İ.Ö. 64 yılında kentin Roma egemenliğine resmen girmesi ile Antakya tarihinin altın çağı başlamış oldu. Bu tarihten hemen önce İ.Ö. 67 yılında Asi üzerindeki adada inşa edilen bir saray ve bir circus, Roma medeniyetinin Antakya'daki ilk işaretleridir.
İ.Ö. 47'de Antakya'ya gelerek kente bağımsızlığını veren Ceaser, Caisarion (Caesareum) adıyla anılan büyük bir mabet ile Silpius eteklerinde bir amfitiyatro, bir su kemeri ve bir umumi hamam inşa ettirdi.
Augutos dönemindeki (İ.Ö. 31-İS 14) en önemli olay, bundan sonra her dört yılda bir tekrar edilecek olan olimpiyat oyunlarına başlanmasıdır. Bu imparator zamanında kent, birçok yeni toplumsal binanın inşa edilmesi ile daha mamur hale getirilmiş ve bunun sonucu olarak nüfus artmıştır. Antakya'nın bu yüzyıldaki nüfusu 300.000 ile 600.000arasındaki bir rakam idi.Bu dönemin en önemli imar faaliyeti kenti boydan boya geçen ve 2 Roma mili ( 1 Roma Mili=1.478 m.) uzunluğunda olduğu Malalas'tan öğrenilen, ünlü kolonadlı caddenin inşasıdır.
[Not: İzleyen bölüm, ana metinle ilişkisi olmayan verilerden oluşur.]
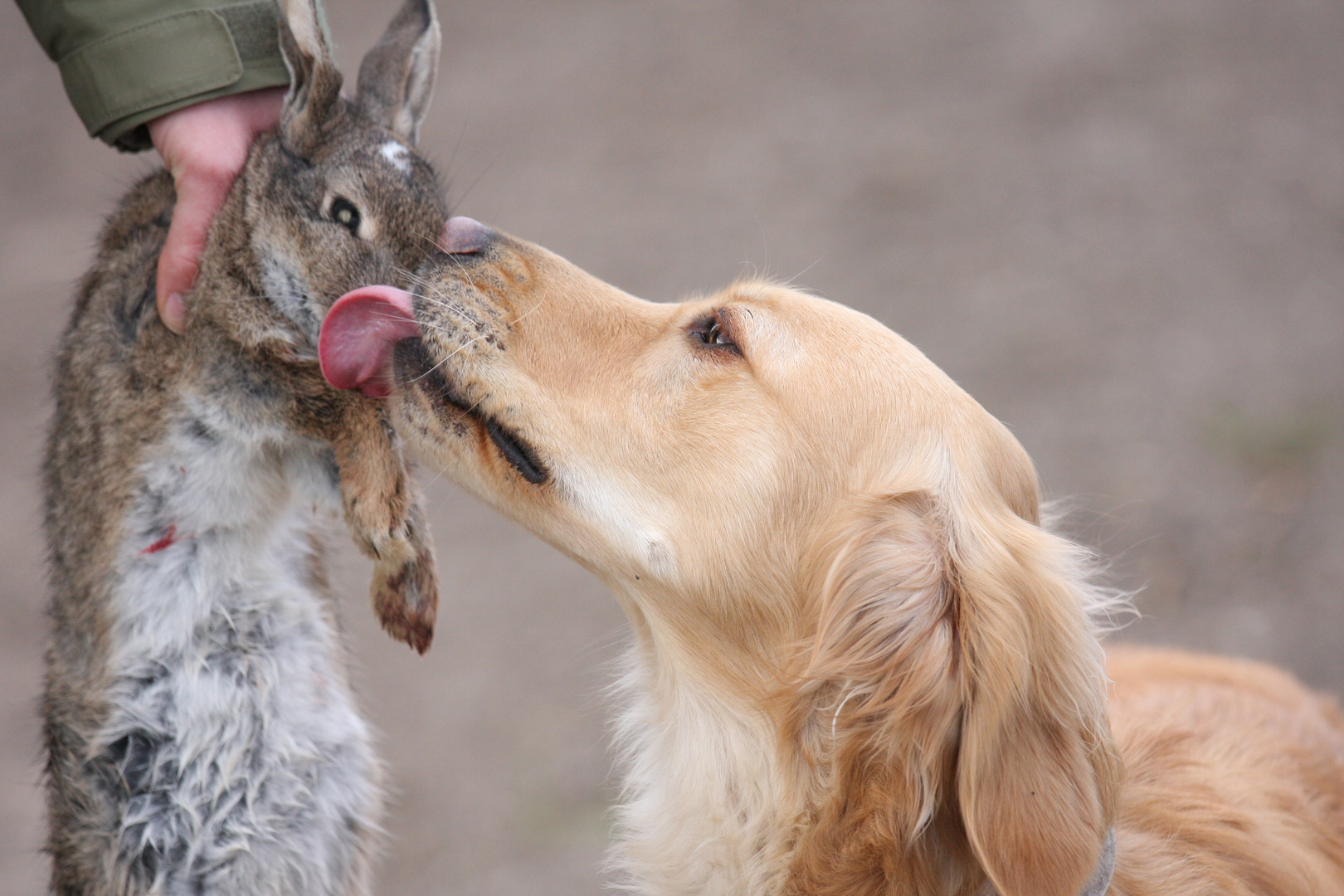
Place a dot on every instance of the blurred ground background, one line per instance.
(1120, 225)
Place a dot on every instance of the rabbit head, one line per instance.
(336, 197)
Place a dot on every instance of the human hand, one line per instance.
(205, 148)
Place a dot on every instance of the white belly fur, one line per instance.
(247, 765)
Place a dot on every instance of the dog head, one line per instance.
(795, 504)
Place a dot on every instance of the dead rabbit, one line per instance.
(201, 733)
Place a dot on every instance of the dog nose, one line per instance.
(464, 236)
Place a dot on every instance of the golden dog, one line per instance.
(860, 664)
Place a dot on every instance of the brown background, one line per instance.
(1120, 225)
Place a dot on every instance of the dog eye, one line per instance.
(344, 214)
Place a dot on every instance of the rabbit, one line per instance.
(199, 728)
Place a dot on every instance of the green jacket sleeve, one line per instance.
(127, 62)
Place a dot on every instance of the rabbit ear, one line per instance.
(314, 99)
(386, 519)
(397, 77)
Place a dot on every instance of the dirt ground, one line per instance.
(1118, 225)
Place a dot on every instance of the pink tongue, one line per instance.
(358, 338)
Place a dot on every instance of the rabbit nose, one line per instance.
(464, 236)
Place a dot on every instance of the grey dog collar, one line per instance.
(1096, 885)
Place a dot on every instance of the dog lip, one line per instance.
(416, 367)
(516, 451)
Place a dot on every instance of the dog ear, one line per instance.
(314, 99)
(1038, 772)
(958, 668)
(397, 77)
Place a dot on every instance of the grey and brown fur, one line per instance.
(201, 733)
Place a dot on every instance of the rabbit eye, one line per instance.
(344, 214)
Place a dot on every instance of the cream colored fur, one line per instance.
(862, 665)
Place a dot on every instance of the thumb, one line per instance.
(199, 197)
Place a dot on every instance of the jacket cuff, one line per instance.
(123, 80)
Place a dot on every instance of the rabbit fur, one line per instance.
(199, 727)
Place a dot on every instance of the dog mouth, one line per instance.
(414, 368)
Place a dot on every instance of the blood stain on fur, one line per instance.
(168, 538)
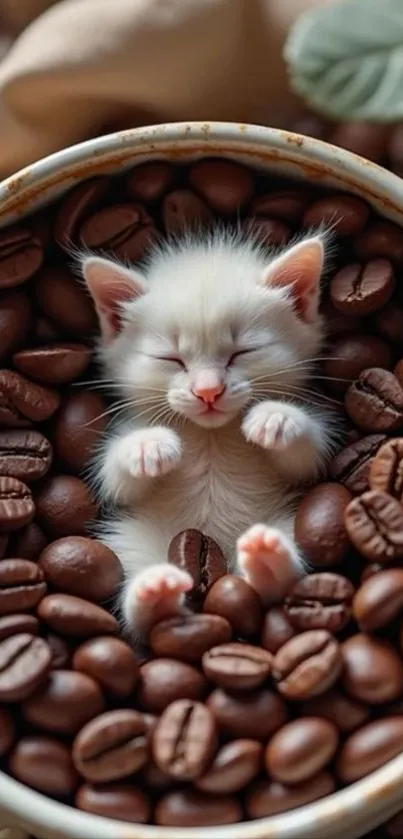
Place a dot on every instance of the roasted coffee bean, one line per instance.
(81, 566)
(352, 465)
(23, 402)
(44, 764)
(22, 586)
(267, 798)
(75, 207)
(307, 665)
(112, 746)
(226, 186)
(111, 662)
(183, 209)
(301, 749)
(375, 401)
(123, 802)
(320, 601)
(165, 680)
(64, 506)
(15, 322)
(346, 713)
(369, 748)
(65, 703)
(62, 299)
(188, 637)
(346, 214)
(379, 600)
(235, 765)
(184, 739)
(55, 364)
(16, 504)
(372, 670)
(73, 616)
(237, 666)
(126, 229)
(319, 524)
(234, 599)
(24, 664)
(78, 428)
(386, 473)
(24, 454)
(21, 255)
(255, 714)
(374, 523)
(201, 557)
(363, 289)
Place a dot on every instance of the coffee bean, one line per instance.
(65, 506)
(369, 748)
(375, 401)
(234, 599)
(379, 600)
(201, 557)
(16, 504)
(346, 214)
(126, 229)
(73, 616)
(346, 713)
(374, 523)
(111, 746)
(83, 567)
(363, 289)
(320, 601)
(373, 671)
(319, 524)
(235, 765)
(22, 401)
(165, 680)
(111, 662)
(125, 803)
(188, 637)
(237, 666)
(65, 703)
(44, 764)
(24, 454)
(253, 714)
(267, 798)
(226, 186)
(78, 428)
(15, 321)
(352, 465)
(184, 739)
(301, 749)
(56, 364)
(307, 665)
(24, 664)
(22, 586)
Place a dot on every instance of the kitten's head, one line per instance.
(208, 325)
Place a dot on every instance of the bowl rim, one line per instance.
(213, 138)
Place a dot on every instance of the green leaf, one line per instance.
(346, 59)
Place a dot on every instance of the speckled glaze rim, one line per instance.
(351, 812)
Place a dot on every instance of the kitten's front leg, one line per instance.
(295, 437)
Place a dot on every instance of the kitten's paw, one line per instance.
(273, 425)
(269, 561)
(150, 452)
(155, 593)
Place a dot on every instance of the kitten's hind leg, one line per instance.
(269, 559)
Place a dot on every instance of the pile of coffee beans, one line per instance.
(232, 711)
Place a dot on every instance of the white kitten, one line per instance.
(210, 347)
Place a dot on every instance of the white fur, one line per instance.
(205, 299)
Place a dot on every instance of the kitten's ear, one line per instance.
(110, 285)
(299, 270)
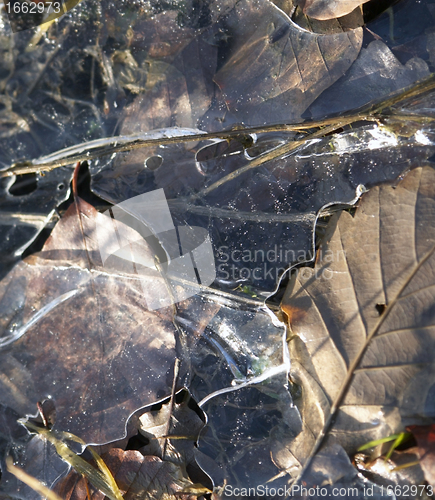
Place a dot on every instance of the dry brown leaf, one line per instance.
(363, 321)
(329, 9)
(139, 477)
(83, 335)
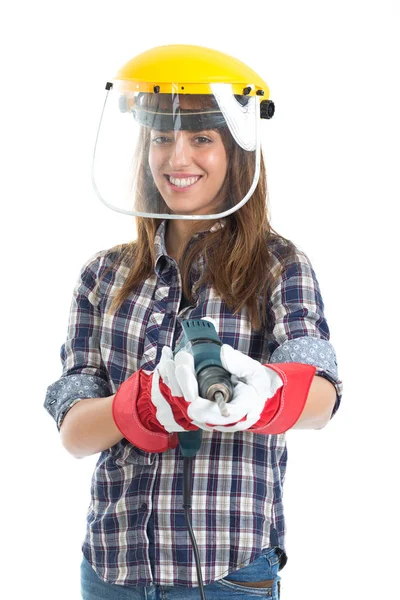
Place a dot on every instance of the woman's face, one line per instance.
(189, 169)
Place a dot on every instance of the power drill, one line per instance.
(201, 340)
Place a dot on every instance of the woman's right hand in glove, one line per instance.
(149, 408)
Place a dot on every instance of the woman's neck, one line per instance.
(179, 232)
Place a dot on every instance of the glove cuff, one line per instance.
(284, 409)
(131, 410)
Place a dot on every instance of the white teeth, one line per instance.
(185, 182)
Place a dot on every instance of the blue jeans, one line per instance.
(263, 568)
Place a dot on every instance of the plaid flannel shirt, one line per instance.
(136, 532)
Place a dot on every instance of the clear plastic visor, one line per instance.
(175, 155)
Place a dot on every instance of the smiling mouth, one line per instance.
(182, 183)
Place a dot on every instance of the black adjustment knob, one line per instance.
(267, 109)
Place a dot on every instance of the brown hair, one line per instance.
(236, 256)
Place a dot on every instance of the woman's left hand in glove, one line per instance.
(253, 385)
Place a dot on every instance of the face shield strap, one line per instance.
(192, 120)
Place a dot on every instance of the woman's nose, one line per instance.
(181, 152)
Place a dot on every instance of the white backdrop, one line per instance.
(333, 167)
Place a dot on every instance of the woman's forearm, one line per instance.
(89, 427)
(319, 406)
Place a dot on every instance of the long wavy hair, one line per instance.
(237, 256)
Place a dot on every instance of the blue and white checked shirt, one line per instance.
(136, 532)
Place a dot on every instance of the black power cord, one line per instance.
(187, 505)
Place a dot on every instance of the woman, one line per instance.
(204, 248)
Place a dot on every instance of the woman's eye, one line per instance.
(203, 140)
(160, 140)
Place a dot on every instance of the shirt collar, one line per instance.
(160, 252)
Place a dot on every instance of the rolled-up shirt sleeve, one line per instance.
(83, 371)
(300, 332)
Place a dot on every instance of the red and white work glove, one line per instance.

Helenistik Çağ kentlerinde bir yenilik ortala çıkan, ancak doğu orjinli bir fikir gibi görünen kolonadlı caddeler, Yunan ve Roma dünyasında pek rağbet görmüştür. Döşemesi mermer kaplı olan bu caddenin kolonadları Tiberius Claudius zamanında ( İS 12-37) tamamlanmıştır. Birini dik olarak kesen iki ana aksın kesişme noktasına üzerinde imparator Tiberius'un heykeli bulunan Tetrapyla dikildi. Cadde bronz heykellerle, kolonadlar da mozaiklerle süslendi. Caddenin yol kısmının genişliği 9.60 m., iki tarafında yer alan kolonadlar ise 10'ar m. genişliğinde idi. Bu caddenin inşasından sonra, caddenin iki tarafında gelişen mahalleler sayesinde kent büyüdü ve nüfusu arttı.
Augustus

Jupiter ve Dionşsus adına inşa edilen mabetler yanında, Ceaser'ın yaptırdığı amfitiyatro büyütüldü Silpius'dan gelen sel sularını Orontes'e kaanlize ederek kenti su baskınlarından koruyacak tedbirler alındı. Malalas'tan öğrenildiğine göre, kentin içinden geçen nehrin ismi (asi Nehri), İmparator Tiberius tarafından doğudan anlamında Orentes olarak değiştirilmiştir. Daha önceleri Typlon, Drakon veya Ophites adları ile anılan bu nehre Asurlular Arantu derlerdi. Gene Tiberius zamanında, üstünde bir dişi kurdu emen Romulus ve Romus heykelleri ile süslenen Beroea (Halep) kapısı inşa edildi. Etnik ve dini yapı bakımından karışık nüfusu, her yöne giden yolların kesişme noktasında önemli bir ticaret merkezi oluşu, doğu ve batı kültürlerinin birleşme noktasında bulunması, Antakya'nın Hıristiyanlığın yayılmasında bir propoganda merkezi haline gelmesine neden olan faktörlerdir. İsa'nın ölümünden sonra, Hıristiyanlığı yayma çalışmaları içinde önce Pavlos (Havari Aziz Pavlos) ve Barnabas, daha sonra Antakya Kilisesinin kurucusu ve ilk rahibi sayılan Petrus (Havari Aziz Petrus) Antakya'ya geldiler.